The Community Home Lenders of America (CHLA) this week submitted a letter to the Federal Housing Administration (FHA) that urges the agency to “provide comparable down payment treatment for FHA borrowers, regardless of whether or not the seller is willing to pay the home buyer broker commission,” according to an announcement by the organization.
The letter is being sent in response to a series of real estate commission lawsuits and the recent $418 million settlement by the National Association of Realtors (NAR), with the association also agreeing to abolish the “Participation Rule” requiring sell-side agents to make an offer of compensation to buyer brokers.
CHLA contends that the settlement is “likely to result in a shifting from the home seller to the home buyer of the financial responsibility to pay buyer Realtor commissions,” and cites three key concerns in its letter addressed to FHA Commissioner Julia Gordon.
The first is a contention that large swaths of first-time homebuyers, who already face major challenges to enter the housing market, will not be able to meet higher down payment thresholds necessary to pay the buyer’s agent commission when using FHA financing.
“We believe that FHA borrowers should not have to make a much higher down payment merely because the seller is (arbitrarily) unwilling to fund the buyer agent commission,” the letter stated.
The CHLA also raises concerns about preexisting biases that may impact borrowers using FHA financing, a bias they contend has been demonstrated in the past.
“Existing (and well documented) home seller biases against buyers with FHA loans will be exacerbated, because of concerns over the buyer’s ability to make higher down payments,” the letter stated.
The third highlighted concern stems from the potential for inflated sales prices based on commission impacts, with CHLA contending that sellers “may use their leverage over the higher down payment levels to extract a higher sales price in exchange for agreeing to pay the buyer agent commission.”
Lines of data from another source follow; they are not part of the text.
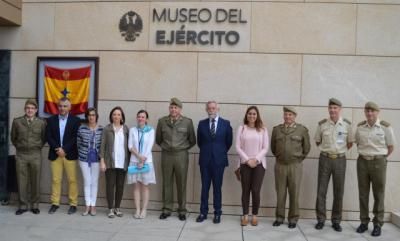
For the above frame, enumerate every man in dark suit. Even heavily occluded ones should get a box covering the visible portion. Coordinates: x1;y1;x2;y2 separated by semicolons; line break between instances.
46;98;80;214
196;101;232;223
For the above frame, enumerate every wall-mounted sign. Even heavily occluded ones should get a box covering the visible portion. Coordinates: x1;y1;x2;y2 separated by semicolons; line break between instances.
152;8;247;45
119;3;251;51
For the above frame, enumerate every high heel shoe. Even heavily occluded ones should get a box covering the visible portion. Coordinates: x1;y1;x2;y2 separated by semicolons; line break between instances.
240;216;249;226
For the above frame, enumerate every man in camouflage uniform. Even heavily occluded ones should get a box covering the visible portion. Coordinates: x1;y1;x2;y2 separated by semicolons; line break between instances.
156;98;196;221
355;102;395;236
11;99;46;215
314;98;354;232
271;106;310;228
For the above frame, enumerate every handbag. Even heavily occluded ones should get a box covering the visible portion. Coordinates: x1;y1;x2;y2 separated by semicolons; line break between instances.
235;167;241;181
128;163;150;174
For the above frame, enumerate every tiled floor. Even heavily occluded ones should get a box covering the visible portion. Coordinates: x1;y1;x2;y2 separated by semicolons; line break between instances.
0;204;400;241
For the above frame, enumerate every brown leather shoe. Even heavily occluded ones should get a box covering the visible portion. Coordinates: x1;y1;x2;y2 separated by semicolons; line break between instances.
240;216;249;226
251;216;258;226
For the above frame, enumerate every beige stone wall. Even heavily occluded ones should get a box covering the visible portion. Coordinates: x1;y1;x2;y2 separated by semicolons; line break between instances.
0;0;22;26
0;0;400;219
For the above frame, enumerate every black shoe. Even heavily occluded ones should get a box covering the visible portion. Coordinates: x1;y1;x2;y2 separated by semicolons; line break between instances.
315;221;325;230
196;214;207;223
356;223;368;233
15;208;28;215
160;213;171;219
178;214;186;221
49;204;59;214
68;206;76;215
371;225;382;237
272;220;283;227
213;215;221;223
31;208;40;214
332;223;342;232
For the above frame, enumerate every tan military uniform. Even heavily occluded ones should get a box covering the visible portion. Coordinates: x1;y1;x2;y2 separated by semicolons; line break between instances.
156;116;196;214
355;119;395;226
271;123;310;223
11;116;46;209
314;118;354;223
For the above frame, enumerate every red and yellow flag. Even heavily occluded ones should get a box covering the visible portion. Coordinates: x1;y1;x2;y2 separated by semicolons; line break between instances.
44;65;91;115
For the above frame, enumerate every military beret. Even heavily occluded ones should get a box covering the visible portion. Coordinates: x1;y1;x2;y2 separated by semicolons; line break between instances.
364;101;379;111
25;99;38;109
328;98;342;107
283;106;297;115
169;97;182;108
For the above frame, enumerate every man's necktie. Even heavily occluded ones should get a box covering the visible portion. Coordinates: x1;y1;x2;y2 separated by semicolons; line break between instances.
210;118;215;138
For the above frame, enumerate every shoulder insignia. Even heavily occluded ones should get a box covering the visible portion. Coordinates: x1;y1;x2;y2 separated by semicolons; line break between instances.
343;118;351;125
380;121;390;127
318;119;328;125
296;123;308;131
357;121;367;126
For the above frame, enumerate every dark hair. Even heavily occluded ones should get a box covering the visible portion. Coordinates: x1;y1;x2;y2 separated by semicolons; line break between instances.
136;110;149;119
85;107;99;123
243;105;264;131
109;106;125;125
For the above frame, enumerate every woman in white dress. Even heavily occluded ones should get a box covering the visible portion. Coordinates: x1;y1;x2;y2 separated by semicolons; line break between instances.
127;110;156;218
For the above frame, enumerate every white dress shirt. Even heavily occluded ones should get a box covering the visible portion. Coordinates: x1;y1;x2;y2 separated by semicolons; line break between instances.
113;126;125;168
58;115;68;146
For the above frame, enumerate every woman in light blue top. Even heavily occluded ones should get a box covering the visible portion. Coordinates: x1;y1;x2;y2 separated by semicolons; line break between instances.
77;108;103;216
127;110;156;218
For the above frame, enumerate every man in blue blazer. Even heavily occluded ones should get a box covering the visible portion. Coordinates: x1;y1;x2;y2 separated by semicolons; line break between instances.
46;98;80;214
196;101;232;223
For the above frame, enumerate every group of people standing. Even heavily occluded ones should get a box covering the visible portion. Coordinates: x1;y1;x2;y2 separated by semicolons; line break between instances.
11;98;394;236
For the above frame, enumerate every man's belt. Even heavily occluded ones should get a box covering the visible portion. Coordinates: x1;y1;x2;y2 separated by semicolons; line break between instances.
321;151;346;159
360;155;386;161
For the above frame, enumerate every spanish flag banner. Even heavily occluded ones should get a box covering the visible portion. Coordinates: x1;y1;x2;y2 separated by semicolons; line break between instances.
44;65;91;115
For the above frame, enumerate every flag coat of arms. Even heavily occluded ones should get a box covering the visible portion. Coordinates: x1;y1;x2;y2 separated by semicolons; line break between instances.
44;65;91;115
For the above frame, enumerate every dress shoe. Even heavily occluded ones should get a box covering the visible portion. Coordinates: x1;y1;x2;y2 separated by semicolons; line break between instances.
31;208;40;214
90;207;97;216
49;204;59;214
332;223;342;232
107;208;115;218
15;208;28;215
356;223;368;233
213;215;221;224
160;213;171;219
371;225;382;237
68;206;76;215
196;214;207;223
178;214;186;221
315;221;325;230
251;217;258;226
240;216;249;226
114;208;124;217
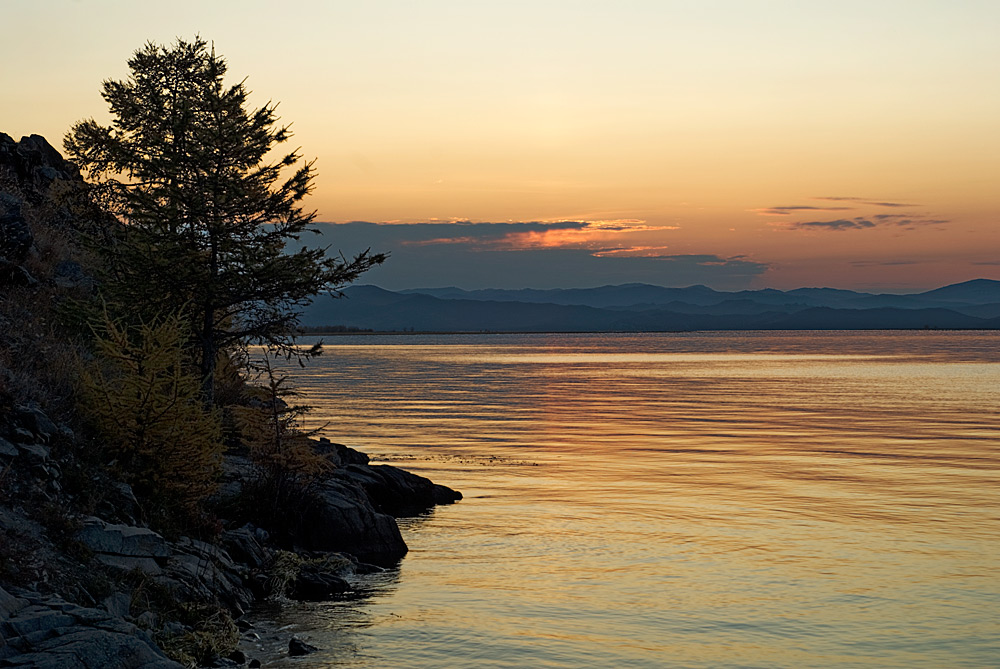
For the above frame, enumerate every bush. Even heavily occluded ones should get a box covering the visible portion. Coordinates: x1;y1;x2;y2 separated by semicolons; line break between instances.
81;315;223;525
233;355;333;543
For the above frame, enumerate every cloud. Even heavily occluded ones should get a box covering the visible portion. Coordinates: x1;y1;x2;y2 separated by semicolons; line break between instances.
788;216;875;230
811;197;920;207
296;220;770;290
390;219;677;251
751;205;854;216
851;260;920;267
783;214;950;230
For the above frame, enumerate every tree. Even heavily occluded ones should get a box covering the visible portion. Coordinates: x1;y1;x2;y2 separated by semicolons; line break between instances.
80;314;223;523
64;38;385;400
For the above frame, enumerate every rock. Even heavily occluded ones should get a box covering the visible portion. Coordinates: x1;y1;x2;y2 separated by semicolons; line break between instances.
288;637;319;657
314;437;368;467
219;523;273;569
97;481;140;525
52;260;94;288
296;479;407;565
94;553;163;576
0;259;38;288
17;444;50;465
0;437;20;458
0;197;34;266
77;517;171;558
10;427;35;444
291;567;351;602
0;588;181;669
101;592;132;618
17;406;59;441
157;537;254;616
0;588;28;622
335;465;462;516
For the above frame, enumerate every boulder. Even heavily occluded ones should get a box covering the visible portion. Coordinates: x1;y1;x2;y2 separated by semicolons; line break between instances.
296;478;407;565
313;437;368;467
288;637;319;657
0;195;34;265
0;588;181;669
335;465;462;517
0;437;20;459
290;567;351;602
219;523;274;569
77;517;171;558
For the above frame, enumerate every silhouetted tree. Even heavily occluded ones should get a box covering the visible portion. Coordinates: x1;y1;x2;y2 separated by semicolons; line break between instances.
65;38;385;399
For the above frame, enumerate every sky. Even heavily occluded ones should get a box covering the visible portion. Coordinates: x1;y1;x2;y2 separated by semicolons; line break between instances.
0;0;1000;292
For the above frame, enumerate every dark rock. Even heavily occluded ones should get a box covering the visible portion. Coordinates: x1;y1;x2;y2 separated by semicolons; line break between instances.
0;588;181;669
219;523;273;569
291;568;351;602
52;260;94;288
0;437;20;458
96;481;141;525
288;637;319;657
0;259;38;288
17;444;51;466
16;406;59;440
0;197;34;265
101;592;132;618
296;479;407;565
314;437;368;467
77;517;171;558
335;465;462;516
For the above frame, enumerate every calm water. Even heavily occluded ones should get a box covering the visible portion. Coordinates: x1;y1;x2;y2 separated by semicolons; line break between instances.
246;332;1000;668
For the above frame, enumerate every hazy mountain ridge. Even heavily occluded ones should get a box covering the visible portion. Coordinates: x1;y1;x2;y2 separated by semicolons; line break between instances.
302;279;1000;332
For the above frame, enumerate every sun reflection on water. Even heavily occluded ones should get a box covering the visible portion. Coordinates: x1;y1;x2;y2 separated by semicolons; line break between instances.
250;332;1000;667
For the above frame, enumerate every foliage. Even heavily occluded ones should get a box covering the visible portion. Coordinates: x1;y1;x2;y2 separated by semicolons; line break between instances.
81;315;223;522
157;604;240;667
65;38;384;398
234;353;332;538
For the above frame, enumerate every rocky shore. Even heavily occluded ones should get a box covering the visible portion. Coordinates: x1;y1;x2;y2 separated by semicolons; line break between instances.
0;133;461;669
0;406;461;669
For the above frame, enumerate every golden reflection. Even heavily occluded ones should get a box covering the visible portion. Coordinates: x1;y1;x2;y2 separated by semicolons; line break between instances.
266;333;1000;666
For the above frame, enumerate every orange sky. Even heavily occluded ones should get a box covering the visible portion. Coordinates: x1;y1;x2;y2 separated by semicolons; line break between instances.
0;0;1000;291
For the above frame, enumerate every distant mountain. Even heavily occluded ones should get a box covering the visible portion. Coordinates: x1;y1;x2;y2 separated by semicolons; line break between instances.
302;279;1000;332
914;279;1000;304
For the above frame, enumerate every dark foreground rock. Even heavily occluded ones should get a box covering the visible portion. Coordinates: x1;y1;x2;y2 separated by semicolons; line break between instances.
296;478;407;565
0;588;182;669
288;638;319;657
335;465;462;517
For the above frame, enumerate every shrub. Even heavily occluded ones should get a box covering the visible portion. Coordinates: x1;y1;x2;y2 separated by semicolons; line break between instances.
234;354;333;542
81;314;223;524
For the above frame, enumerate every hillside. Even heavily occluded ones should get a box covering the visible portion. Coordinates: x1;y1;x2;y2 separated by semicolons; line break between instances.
302;279;1000;332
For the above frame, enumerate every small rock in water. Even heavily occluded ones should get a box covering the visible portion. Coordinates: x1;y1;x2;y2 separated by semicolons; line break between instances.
288;637;319;657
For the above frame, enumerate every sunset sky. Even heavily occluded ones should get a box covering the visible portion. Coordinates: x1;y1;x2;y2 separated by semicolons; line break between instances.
0;0;1000;292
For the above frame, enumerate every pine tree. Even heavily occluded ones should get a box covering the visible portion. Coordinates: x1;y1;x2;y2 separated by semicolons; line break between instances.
65;38;385;400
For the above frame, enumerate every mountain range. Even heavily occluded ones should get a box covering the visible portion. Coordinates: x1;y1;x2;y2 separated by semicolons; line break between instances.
302;279;1000;332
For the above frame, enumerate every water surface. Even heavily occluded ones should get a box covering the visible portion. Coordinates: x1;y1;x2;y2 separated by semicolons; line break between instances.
246;332;1000;668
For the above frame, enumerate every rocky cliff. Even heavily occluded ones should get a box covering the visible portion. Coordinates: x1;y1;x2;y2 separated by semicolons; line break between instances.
0;133;461;669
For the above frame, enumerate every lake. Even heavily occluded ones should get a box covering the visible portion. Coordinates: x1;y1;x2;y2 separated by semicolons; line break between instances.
244;331;1000;669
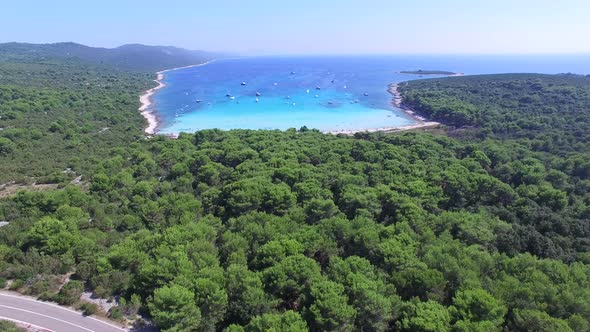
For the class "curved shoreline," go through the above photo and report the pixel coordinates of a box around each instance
[138,59,217,135]
[323,82,440,135]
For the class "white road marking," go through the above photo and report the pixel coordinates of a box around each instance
[0,304,96,332]
[0,316,55,332]
[0,291,127,332]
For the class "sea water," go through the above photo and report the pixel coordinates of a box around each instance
[151,55,590,134]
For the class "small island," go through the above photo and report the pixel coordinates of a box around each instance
[399,69,463,76]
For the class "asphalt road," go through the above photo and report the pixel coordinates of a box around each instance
[0,292,127,332]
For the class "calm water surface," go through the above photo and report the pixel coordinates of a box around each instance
[152,56,590,134]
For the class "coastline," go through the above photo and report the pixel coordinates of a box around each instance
[323,83,440,135]
[138,59,216,135]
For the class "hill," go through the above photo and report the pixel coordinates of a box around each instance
[0,42,220,72]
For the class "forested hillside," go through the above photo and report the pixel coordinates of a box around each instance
[0,59,154,184]
[0,54,590,331]
[0,43,221,72]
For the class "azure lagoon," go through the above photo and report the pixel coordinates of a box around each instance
[150,56,590,134]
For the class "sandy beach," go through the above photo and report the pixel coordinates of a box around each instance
[324,83,440,135]
[139,60,215,135]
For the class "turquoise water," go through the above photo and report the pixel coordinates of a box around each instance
[152,56,590,134]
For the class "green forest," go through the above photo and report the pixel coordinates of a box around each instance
[0,47,590,332]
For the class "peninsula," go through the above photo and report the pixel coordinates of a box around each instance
[399,69,464,76]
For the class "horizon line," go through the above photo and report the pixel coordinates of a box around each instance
[0,40,590,57]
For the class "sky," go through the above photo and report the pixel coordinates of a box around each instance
[0,0,590,55]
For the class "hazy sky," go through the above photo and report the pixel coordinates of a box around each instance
[0,0,590,54]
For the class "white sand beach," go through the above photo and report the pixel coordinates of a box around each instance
[324,83,440,135]
[139,60,215,135]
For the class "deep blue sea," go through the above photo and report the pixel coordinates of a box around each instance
[151,55,590,134]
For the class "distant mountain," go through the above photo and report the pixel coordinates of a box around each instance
[0,42,222,72]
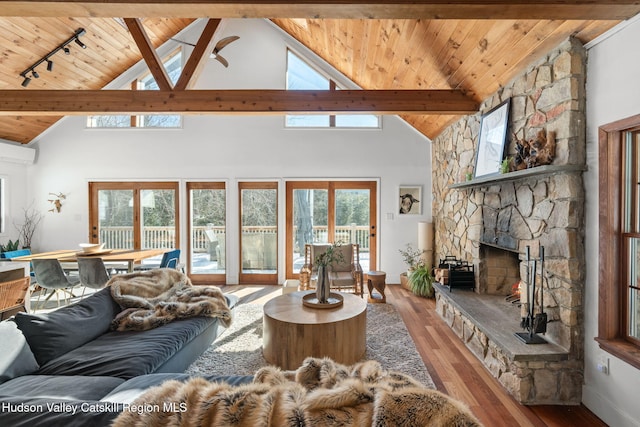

The letter provides a series of prototype loan scenarios that could spin out of the settlement, illustrating CHLA’s arguments. Among the scenarios is one that CHLA hopes will become standard practice, in which “every home seller will be willing to pay the buyer agent commission, as a courtesy and without extracting a higher price in exchange for doing so,” the letter stated. “However, we do not have confidence that this will be the case.”
FHA borrowers are particularly vulnerable to sellers who may try to leverage a higher sales price, since “paying cash for their agent’s commission may not be economically feasible [for FHA buyers],” the letter read. “Having spent several years building up cash reserves for the down payment, the homebuyer will thus have to wait a few years longer to accumulate the cash necessary to fund this amount.”
When asked to comment on the letter’s content, a spokesperson for FHA told HousingWire that the agency is generally supportive of the subjects raised in the letter.
“We applaud all efforts to explain the nuances of federal housing policy in manners that are streamlined, comprehensive and accessible,” the spokesperson said.
Late last month, FHA addressed a common question the agency had received from interested stakeholders, who asked how the proposed settlement agreement will affect the treatment of seller-paid buyer broker fees in transactions that use FHA-insured mortgage financing.
“Under existing FHA policy, if sellers continue to pay buyer-side real estate agent commissions and fees as a manner of state and local law or custom, and if the commissions and fees are reasonable in amount, existing policy would not treat those payments as interested party contributions provided all other requirements are met,” the agency said in an informational notice distributed to professionals via email and published online.